Mit To Be Honest und An Idols Life kam dann aber schon bald ein kleines eigenes Miniversum mitten im großen Buchuniversum hinzu. Die Welt der Idols, ihre Karrieren, und damit vor allem eine Art und Weise, wie auch meine früheren Fanfictions ihren eigenen kleinen Platz erhielten. Denn viele meiner Ideen von da habe ich aufgegriffen, insbesondere dieses unter den Idols vorherrschende System. Deswegen wurde auch der Name von TBH übernommen. (Meine Fanfiction-Leser wissen Bescheid.)

Mit All We Ever Wanted wurde im November 2023 dann die allererste BDSM Romance gestartet.
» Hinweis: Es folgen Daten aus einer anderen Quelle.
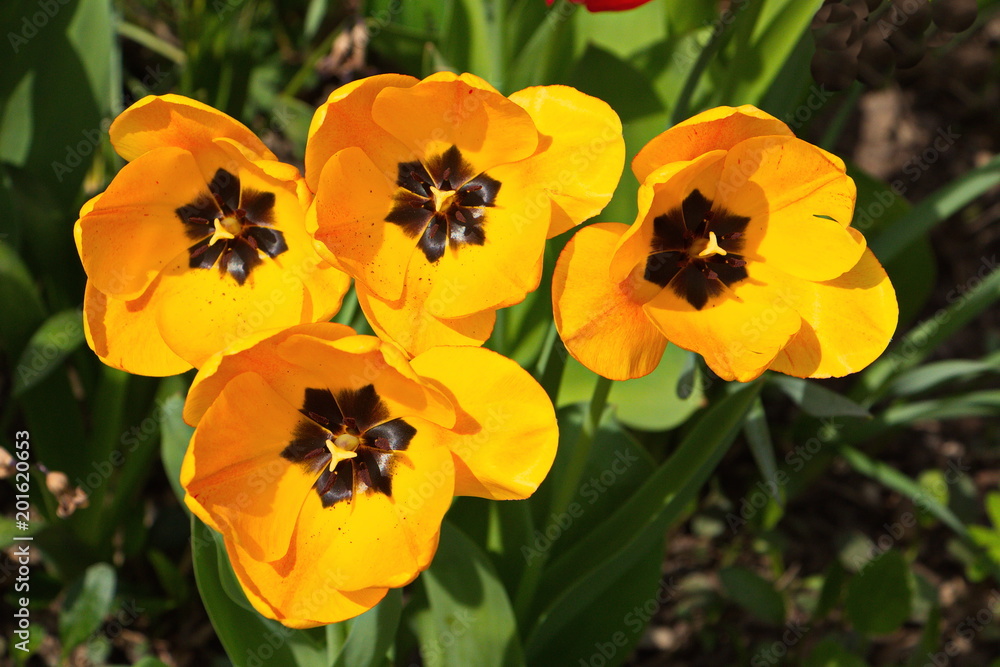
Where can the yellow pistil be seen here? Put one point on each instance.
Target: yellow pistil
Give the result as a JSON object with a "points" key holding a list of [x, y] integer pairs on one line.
{"points": [[443, 199], [226, 228], [707, 247], [344, 447]]}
Ich hatte eigentlich gar nicht vor, dass ich mich später mal so stark auf das Sub-Genre konzentrieren würde. Zu dem Zeitpunkt wollte ich einfach mal etwas schreiben, das zeigt, dass BDSM auch anders sein kann – dass es nicht immer dark und übergriffig sein muss. Auf Trends habe ich nie geachtet, deshalb habe ich das auch nicht geschrieben. Wäre mir das wichtig gewesen, hätte ich von Anfang an darauf gesetzt, so etwas zu schreiben.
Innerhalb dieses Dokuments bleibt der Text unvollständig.